TIGA ENAM

303 11 1
                                    

Faiq berdiri di depan AC sambil mengutak-atik remotenya. Menyesuaikan suhu yang pas. Inginnya tidak perlu memakai pendingin ruangan itu. Tapi Gus Irham bersikeras menyalakannya. Entah apa alasannya. Padahal nggak pakai AC aja udah dingin.

Setelah dirasa suhunya tidak terlalu dingin, Faiq naik ke atas kasur. Dikibas-kibasnya beberapa kelopak mawar yang tersebar di atas selimut. Membuat aromanya semerbak ke seluruh ruangan. Ditambah wangi lilin aroma terapi yang menenangkan. Dan remang lampu dengan kesan romantis. Malam yang sempurna untuk memadu kasih.

Faiq menyandarkan punggung di headboard. Ia rapatkan cardigan yang dipakainya. Menutupi badannya yang memakai pakaian cukup tipis. Tubuhnya belum beradaptasi betul dengan cuaca di dataran tinggi.

Selagi menunggu suaminya bebersih, Faiq menyalakan TV. Sembarang memilih film yang tersedia di netflix. Begitu film dimulai, Faiq menarik selimut sampai ke perut. Dan mulai menikmati alurnya.

Baru beberapa menit film disetel, Gus Irham keluar dari kamar mandi. Ikut bergabung dengan isterinya, menghangatkan diri di balik selimut. Tangannya merengkuh pundak Faiq. Dan dengan sengaja menyandarkan kepala Faiq di bahunya.

Faiq tersenyum simpul. Sebetulnya ia bukan tidak bisa melakukannya sendiri. Hanya merasa sikap Gus Irham yang selalu ingin “ditempelin” terus itu sangat lucu. Jadi kadang dia nikmati saja kelakuan suaminya itu. Mengingat seperti apa mereka dulu, rasanya masih seperti mimpi di siang bolong. Antara nyata dan tidak nyata.

Beberapa saat mereka hanya diam menikmati film dengan genre komedi action. Menikmati kasur empuk dan hangat. Juga mengistirahatkan raga dari rasa lelah sepanjang perjalanan hari ini. Lelah fisik dan lelah batin. Perpisahan mereka dengan Ustaz Ibrahim dan Shanum ternyata cukup menguras emosi juga. Diam-diam dua orang itu saling memendam kesedihan. Apalagi Gus Irham, yang entah kapan bisa berjumpa lagi dengan sahabat yang sudah bertahun-tahun menemaninya.

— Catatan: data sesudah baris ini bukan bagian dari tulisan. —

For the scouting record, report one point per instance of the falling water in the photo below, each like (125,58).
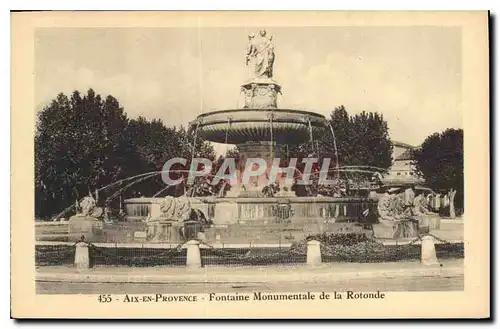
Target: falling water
(335,147)
(271,130)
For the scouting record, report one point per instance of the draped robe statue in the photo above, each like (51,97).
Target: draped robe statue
(260,56)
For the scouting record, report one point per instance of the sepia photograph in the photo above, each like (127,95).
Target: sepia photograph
(250,162)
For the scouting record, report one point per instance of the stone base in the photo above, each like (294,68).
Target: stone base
(396,230)
(89,227)
(164,231)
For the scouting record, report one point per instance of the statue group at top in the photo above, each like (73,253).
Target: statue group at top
(260,55)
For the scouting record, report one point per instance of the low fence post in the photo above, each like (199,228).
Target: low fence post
(82,259)
(193,257)
(428,251)
(313,253)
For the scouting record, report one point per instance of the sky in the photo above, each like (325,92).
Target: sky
(411,75)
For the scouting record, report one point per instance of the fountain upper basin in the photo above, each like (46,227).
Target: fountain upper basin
(242,125)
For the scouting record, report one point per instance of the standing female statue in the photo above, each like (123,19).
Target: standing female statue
(260,56)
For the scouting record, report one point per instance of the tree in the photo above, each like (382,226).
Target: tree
(440,161)
(80,145)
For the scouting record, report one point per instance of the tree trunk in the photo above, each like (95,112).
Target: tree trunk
(451,196)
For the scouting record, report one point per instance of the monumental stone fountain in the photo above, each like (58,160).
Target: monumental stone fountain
(245,215)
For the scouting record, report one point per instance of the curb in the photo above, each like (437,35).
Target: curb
(200,276)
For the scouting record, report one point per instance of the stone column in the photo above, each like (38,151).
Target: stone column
(313,253)
(193,257)
(82,259)
(428,251)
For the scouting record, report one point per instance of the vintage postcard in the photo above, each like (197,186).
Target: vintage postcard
(250,165)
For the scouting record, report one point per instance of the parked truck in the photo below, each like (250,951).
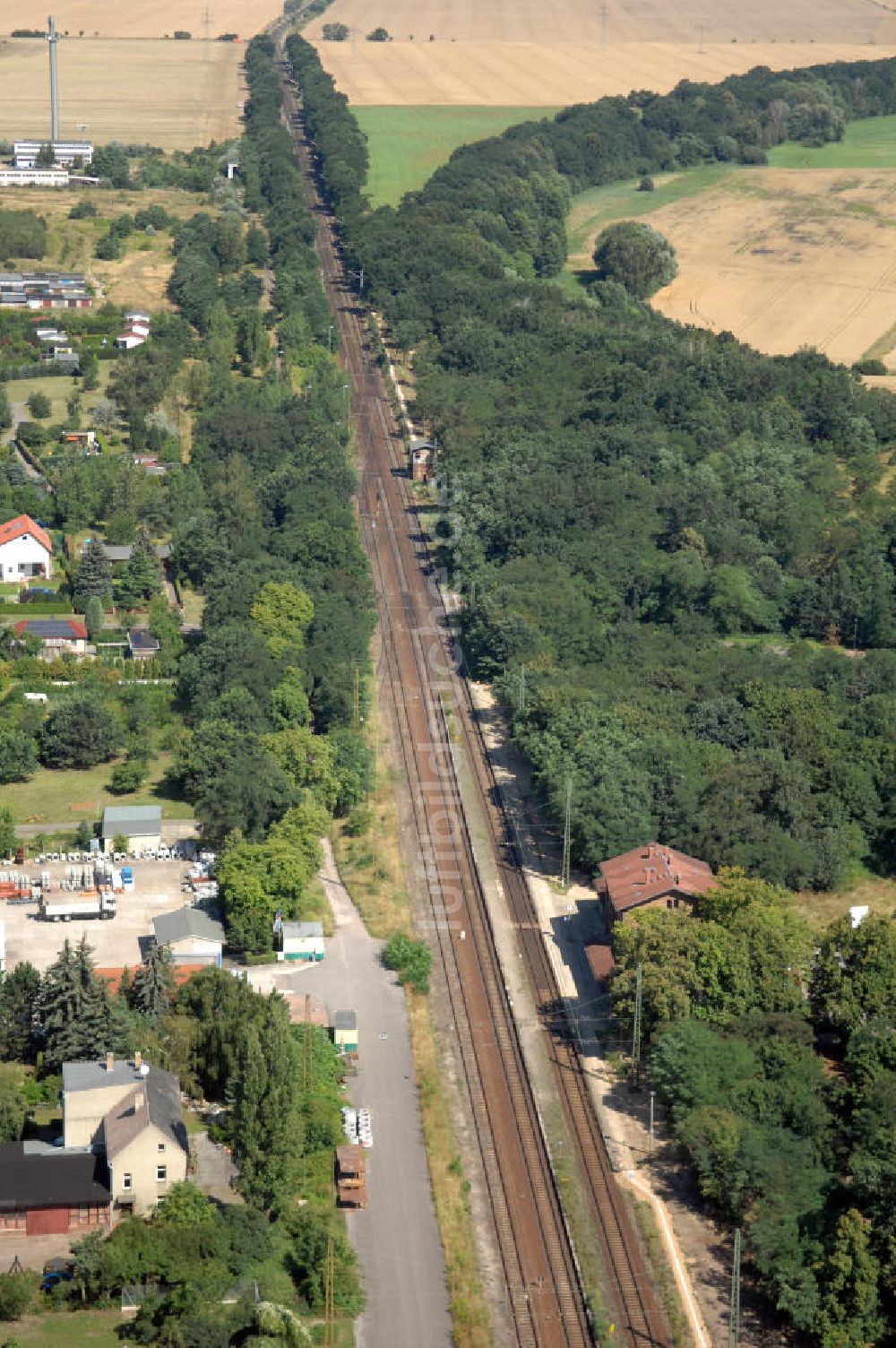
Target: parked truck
(77,907)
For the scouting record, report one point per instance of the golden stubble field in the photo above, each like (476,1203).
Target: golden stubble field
(142,18)
(786,259)
(174,95)
(548,53)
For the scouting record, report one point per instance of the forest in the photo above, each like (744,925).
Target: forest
(676,559)
(673,535)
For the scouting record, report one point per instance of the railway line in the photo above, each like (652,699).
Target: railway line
(433,717)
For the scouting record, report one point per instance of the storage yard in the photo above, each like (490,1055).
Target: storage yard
(158,887)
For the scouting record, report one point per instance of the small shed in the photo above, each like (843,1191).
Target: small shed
(350,1180)
(422,459)
(192,936)
(302,941)
(139,824)
(345,1032)
(142,644)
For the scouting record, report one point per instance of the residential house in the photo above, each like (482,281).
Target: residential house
(45,1190)
(345,1032)
(192,936)
(139,824)
(302,941)
(26,550)
(651,877)
(59,635)
(130,1114)
(142,644)
(146,1142)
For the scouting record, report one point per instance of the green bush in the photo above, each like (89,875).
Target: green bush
(16,1293)
(411,962)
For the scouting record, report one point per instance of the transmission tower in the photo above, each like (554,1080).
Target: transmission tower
(307,1048)
(735,1318)
(329,1299)
(567,817)
(636,1026)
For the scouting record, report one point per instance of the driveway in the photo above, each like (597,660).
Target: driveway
(396,1236)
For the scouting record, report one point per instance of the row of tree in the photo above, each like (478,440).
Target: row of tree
(776,1056)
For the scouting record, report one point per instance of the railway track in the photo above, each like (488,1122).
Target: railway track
(433,717)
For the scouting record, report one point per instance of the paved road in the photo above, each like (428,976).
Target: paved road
(396,1238)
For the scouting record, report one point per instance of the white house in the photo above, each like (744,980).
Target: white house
(192,936)
(24,550)
(302,941)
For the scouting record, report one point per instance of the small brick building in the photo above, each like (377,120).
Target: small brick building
(651,877)
(46,1192)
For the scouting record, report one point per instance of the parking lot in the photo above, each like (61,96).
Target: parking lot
(117,941)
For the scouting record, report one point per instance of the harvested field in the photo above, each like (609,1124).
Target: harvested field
(147,19)
(780,258)
(174,95)
(548,53)
(553,73)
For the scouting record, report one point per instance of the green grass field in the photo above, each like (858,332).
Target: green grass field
(58,797)
(599,206)
(78,1329)
(866,144)
(409,144)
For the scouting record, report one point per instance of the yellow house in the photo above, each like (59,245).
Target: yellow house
(146,1144)
(130,1111)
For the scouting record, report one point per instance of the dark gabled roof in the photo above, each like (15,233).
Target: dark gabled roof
(154,1101)
(142,639)
(185,922)
(43,1180)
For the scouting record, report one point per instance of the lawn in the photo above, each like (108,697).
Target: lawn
(78,1329)
(58,390)
(866,144)
(74,794)
(409,144)
(879,894)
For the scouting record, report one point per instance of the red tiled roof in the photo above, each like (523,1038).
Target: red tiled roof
(21,526)
(650,872)
(77,631)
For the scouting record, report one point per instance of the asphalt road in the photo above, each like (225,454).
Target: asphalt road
(396,1236)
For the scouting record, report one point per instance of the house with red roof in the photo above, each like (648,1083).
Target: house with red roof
(59,635)
(26,550)
(652,877)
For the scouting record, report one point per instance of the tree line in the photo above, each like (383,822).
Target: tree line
(649,523)
(775,1051)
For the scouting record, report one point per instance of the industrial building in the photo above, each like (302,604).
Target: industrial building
(32,177)
(43,290)
(69,152)
(192,938)
(139,824)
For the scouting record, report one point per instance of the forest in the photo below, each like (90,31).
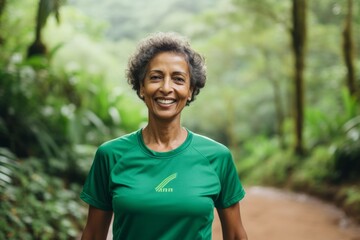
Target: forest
(283,93)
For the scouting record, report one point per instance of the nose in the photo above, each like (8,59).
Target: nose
(166,87)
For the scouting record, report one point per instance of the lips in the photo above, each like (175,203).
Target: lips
(165,101)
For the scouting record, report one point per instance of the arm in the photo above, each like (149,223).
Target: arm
(232,227)
(97,224)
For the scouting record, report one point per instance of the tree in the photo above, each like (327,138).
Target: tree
(348,49)
(298,34)
(2,7)
(46,7)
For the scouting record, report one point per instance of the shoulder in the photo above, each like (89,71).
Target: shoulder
(120,144)
(208,146)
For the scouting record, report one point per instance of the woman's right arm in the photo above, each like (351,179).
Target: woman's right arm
(97,224)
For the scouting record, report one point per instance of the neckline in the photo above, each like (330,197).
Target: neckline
(166,154)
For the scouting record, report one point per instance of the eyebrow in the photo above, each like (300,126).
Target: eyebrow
(176,72)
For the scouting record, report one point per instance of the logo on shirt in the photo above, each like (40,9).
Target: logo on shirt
(161,187)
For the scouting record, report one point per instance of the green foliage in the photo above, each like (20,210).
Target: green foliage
(347,154)
(39,206)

Dulu Ustaz Ibrahim selalu membantunya. Sekarang kehidupan Ustaz Ibrahim tidak pasti akan seperti apa. Bahaya seperti apa yang akan mereka tanggung. Dan kebahagiaan seperti apa yang akan menunggu mereka. Jika ia mengalami kesulitan, Gus Irham belum tentu bisa membantu. Karena jarak mereka tak lagi dekat.

“Gus Irham masih sedih?” tanya Faiq memecah keheningan.

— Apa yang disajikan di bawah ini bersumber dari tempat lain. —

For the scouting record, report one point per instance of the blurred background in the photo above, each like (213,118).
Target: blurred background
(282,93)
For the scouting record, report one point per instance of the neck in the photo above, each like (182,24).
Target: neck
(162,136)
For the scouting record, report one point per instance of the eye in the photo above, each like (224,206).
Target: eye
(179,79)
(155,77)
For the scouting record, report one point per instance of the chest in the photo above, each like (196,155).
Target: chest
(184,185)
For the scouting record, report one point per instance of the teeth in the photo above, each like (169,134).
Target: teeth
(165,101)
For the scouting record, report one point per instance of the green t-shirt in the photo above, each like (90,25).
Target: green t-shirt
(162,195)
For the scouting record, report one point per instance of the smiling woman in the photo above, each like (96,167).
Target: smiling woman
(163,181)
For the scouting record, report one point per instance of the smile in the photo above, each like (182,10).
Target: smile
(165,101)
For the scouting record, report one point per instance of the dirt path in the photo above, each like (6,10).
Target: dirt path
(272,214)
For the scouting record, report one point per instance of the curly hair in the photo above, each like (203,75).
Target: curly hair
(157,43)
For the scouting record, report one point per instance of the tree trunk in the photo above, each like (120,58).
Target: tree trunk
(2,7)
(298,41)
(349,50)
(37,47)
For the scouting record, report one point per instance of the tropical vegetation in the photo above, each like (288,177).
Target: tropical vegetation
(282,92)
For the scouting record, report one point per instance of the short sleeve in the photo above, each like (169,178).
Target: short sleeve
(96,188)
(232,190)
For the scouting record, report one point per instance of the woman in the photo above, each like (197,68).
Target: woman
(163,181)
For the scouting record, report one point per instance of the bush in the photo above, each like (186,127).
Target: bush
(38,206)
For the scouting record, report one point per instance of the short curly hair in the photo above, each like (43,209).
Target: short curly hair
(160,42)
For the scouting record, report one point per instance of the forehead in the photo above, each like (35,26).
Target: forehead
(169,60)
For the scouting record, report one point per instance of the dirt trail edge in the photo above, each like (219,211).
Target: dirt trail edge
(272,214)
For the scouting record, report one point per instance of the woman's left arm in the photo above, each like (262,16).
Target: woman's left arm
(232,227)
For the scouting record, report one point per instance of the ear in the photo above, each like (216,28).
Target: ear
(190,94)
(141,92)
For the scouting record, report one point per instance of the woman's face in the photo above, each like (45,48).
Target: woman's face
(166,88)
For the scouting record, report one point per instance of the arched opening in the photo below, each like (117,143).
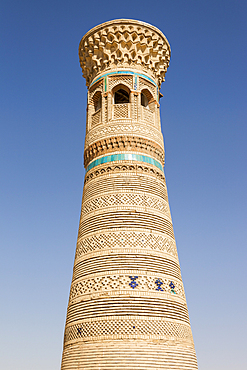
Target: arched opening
(121,94)
(97,101)
(146,98)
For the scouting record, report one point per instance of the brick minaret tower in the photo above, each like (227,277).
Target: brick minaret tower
(127,307)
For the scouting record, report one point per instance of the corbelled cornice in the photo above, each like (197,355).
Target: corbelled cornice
(124,43)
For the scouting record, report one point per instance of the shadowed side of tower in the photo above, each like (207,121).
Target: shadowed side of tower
(127,307)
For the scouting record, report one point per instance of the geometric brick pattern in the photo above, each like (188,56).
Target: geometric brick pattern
(127,308)
(88,330)
(126,239)
(122,282)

Gus Irham menoleh. Mendapati wajah khawatir isterinya.

“Sedih? Sedih kenapa? Kan kita lagi honeymoon, masa sedih sih?”

Faiq memicingkan matanya. Mencari kebenaran dari bola mata lawan bicaranya.

“Faiq tahu kok Gus Irham tadi diam-diam nangis pas pulang dari rumah Ustaz Ibrahim.”

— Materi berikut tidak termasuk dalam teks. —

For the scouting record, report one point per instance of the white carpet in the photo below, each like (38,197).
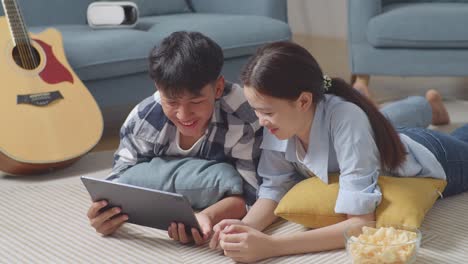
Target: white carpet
(43,220)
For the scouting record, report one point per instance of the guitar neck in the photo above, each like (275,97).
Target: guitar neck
(16,23)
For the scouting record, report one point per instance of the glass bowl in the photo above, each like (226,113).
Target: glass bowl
(367,244)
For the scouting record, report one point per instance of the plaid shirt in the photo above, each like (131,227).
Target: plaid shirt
(233,135)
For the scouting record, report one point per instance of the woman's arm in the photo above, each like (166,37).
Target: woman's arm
(261,214)
(321,239)
(246,244)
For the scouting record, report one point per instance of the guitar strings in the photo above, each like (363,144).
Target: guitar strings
(17,39)
(26,35)
(21,39)
(12,22)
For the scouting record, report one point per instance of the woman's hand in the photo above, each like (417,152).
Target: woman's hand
(220,227)
(177,232)
(246,244)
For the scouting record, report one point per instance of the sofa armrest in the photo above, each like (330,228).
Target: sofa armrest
(271,8)
(359,14)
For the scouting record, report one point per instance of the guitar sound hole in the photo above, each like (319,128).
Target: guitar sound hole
(25,56)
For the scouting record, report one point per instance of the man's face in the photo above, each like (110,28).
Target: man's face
(191,113)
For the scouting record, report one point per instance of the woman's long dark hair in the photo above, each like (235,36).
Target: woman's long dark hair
(284,70)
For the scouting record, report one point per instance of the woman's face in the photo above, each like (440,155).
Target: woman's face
(283,118)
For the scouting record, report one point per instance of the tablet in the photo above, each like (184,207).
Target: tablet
(146,207)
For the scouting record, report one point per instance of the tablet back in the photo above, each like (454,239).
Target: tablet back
(143,206)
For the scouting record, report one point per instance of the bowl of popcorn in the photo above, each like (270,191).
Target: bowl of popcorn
(366,243)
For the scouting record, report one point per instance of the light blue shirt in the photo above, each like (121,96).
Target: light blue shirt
(341,140)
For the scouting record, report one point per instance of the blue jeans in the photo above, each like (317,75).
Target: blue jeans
(451,150)
(413,111)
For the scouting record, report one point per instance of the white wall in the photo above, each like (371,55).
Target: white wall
(323,18)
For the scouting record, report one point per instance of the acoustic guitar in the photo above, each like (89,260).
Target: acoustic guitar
(48,118)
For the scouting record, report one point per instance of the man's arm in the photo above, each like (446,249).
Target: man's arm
(132,150)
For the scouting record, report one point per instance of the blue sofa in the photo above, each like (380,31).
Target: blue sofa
(112,63)
(408,37)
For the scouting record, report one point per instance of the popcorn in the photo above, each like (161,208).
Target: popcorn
(382,245)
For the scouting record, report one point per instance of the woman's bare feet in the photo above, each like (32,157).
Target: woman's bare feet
(439,112)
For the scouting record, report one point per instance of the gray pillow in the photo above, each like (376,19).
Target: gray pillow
(202,182)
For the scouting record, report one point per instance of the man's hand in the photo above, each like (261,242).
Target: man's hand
(176,231)
(105,222)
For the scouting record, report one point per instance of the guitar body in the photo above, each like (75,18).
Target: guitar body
(48,117)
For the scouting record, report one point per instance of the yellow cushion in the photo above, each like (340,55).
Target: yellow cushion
(405,201)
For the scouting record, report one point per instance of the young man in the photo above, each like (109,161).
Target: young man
(193,113)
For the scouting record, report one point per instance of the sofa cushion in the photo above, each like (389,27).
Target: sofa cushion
(53,12)
(104,53)
(421,25)
(238,35)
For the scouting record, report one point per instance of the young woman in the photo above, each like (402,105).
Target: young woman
(316,125)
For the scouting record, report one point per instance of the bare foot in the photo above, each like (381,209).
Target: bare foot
(439,112)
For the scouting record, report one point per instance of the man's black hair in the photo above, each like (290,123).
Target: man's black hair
(185,62)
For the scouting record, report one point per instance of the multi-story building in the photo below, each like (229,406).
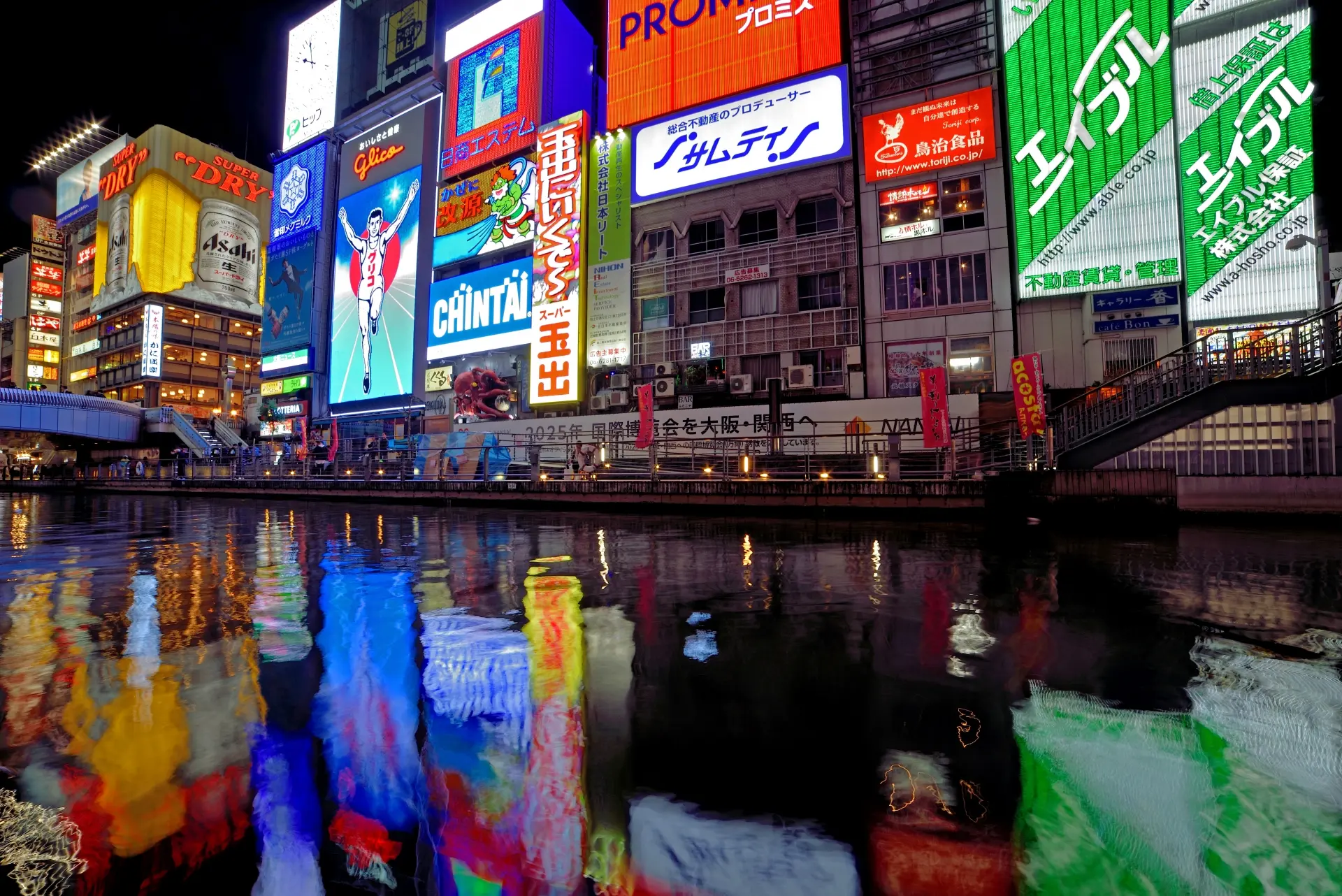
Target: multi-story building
(937,275)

Mendadak Gus Irham tersenyum getir. Banyak hal yang ia pikirkan. Sedih, khawatir, sekaligus bahagia. Ia tahu ada sesuatu yang Ustaz Ibrahim dan Shanum sembunyikan. Seolah dengan begitu, akan membuat kekhawatirannya hilang.

Faiq masih menatap suaminya dengan cemas. Matanya mengerjap-erjap. Sayangnya dalam pandangan Gus Irham, mata penuh kekhawatiran itu justru terlalu menggemaskan. Ia pun tertawa kecil. Lalu mendaratkan sebuah kecupan di dahi Faiq.

“Kamu mau sampai kapan manggil aku Gus terus?”

Faiq bingung harus menjawab apa.

“Emangnya kenapa?” tanya Faiq polos.

Masih dengan tawa di bibirnya Gus Irham berkata, “Kan aku suami kamu Maryam.”

“Yaa... terus? Emang nggak boleh?”

Bukannya Faiq nggak paham sama maksud Gus Irham. Tapi menurut dia canggung kalau tiba-tiba mengganti panggilan. Toh ia menganggapnya seperti suami yang memanggil isterinya mama, jika sudah punya anak. Baginya memanggil Gus Irham  seperti itu adalah untuk menghormatinya. Apa yang salah?